The shorter survival in our group may result from the fact that a significant part of the population assessed received EGFR inhibitors in the 2nd, but not in the 1st line. This explanation is additionally supported by the fact that the observed results of afatinib treatment (used in the 1st line only) are close to those obtained in the clinical studies. The median OS was 22.8 vs. 23–28 months. Considering the results of subgroup analyses of LUX-Lung 3 and LUX-Lung 6 studies, which suggest longer survival of patients with EGFR exon 19 deletion, differences between our and clinical studies’ data may also result from differences in the frequency of mutation types in the populations concerned, especially considering that most studies assessing the effectiveness of gefitinib and erlotinib were conducted in the Asiatic population [17].

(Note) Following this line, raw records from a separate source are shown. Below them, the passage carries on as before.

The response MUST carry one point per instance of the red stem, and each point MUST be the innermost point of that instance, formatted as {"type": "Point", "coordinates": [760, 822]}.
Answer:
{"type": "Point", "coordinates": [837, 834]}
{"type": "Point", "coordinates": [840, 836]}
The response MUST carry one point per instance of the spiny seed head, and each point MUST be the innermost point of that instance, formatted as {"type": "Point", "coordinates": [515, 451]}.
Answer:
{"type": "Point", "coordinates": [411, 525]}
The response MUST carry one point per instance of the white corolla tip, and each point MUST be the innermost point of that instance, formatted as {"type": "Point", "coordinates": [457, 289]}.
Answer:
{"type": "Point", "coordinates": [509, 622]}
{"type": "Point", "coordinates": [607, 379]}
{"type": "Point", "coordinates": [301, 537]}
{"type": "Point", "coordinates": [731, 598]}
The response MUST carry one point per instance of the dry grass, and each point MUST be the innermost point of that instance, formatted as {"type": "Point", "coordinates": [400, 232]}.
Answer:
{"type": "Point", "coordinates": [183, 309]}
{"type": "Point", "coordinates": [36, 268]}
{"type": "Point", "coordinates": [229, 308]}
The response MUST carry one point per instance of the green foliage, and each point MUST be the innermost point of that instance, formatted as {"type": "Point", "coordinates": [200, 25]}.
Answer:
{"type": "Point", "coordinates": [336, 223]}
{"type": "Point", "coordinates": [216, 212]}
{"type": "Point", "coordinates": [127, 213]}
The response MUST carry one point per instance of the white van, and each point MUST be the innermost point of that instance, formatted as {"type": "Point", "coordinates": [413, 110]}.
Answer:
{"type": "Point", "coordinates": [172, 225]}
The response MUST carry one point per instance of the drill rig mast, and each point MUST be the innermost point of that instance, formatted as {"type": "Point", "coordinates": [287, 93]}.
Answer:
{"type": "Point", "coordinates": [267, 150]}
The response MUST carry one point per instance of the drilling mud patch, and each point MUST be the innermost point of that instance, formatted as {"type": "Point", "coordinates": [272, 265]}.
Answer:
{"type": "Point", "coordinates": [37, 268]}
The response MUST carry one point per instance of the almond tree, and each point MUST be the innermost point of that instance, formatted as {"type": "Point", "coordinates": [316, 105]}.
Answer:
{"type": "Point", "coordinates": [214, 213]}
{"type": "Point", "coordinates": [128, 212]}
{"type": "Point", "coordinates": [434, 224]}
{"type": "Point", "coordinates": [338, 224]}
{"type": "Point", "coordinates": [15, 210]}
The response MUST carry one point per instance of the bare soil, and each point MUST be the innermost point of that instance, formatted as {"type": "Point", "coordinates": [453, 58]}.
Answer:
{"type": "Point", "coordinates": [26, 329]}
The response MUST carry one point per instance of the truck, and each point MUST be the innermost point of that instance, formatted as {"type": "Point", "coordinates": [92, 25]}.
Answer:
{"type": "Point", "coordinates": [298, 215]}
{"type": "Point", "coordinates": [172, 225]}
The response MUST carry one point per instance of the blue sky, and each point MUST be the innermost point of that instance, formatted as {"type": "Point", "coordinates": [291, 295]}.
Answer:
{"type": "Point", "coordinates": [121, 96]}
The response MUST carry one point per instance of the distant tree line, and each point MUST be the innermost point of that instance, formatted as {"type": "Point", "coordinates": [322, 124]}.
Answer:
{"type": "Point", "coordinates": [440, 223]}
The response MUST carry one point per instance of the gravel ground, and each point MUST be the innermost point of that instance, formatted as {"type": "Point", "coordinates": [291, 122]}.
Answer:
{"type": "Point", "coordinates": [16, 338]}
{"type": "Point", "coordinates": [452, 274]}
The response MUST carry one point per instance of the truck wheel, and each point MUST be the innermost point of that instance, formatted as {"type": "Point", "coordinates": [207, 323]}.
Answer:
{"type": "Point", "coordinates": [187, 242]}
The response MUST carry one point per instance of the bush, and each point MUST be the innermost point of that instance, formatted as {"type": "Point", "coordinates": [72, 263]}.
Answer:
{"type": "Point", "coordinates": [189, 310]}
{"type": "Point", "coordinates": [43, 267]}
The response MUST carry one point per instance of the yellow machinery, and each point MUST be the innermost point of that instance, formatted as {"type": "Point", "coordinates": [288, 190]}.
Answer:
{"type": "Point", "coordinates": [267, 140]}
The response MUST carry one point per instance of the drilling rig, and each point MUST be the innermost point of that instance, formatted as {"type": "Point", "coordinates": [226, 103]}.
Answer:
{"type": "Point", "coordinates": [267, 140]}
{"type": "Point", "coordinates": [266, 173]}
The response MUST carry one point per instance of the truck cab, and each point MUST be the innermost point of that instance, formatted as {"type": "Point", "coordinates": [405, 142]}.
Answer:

The obvious restriction of our analysis is the lack of detailed data concerning patient characteristics, PFS, the frequency of direct responses and safety. Also, we were not able to calculate the proportion of patients with locally advanced vs. metastatic cancer. However, beyond any doubt, the major value of the study is the population-wide scope (practically all NSCLC patients who have received anti-EGFR drugs reimbursed by the public payer in Poland) and the long period of analysis.

In conclusion, financing of afatinib, erlotinib and gefitinib under DPs with specific inclusion criteria makes it possible to obtain OS results comparable to those described in phase III clinical trials for 1st line treatment, enabling good access to innovative, expensive therapies for patients with advanced NSCLC with an EGFR activating mutation present. However, the lower overall survival rate of Polish patients compared to similar studies from other research centres suggests the need for deeper investigation of this issue.

Conflict of interest

The authors declare no conflict of interest.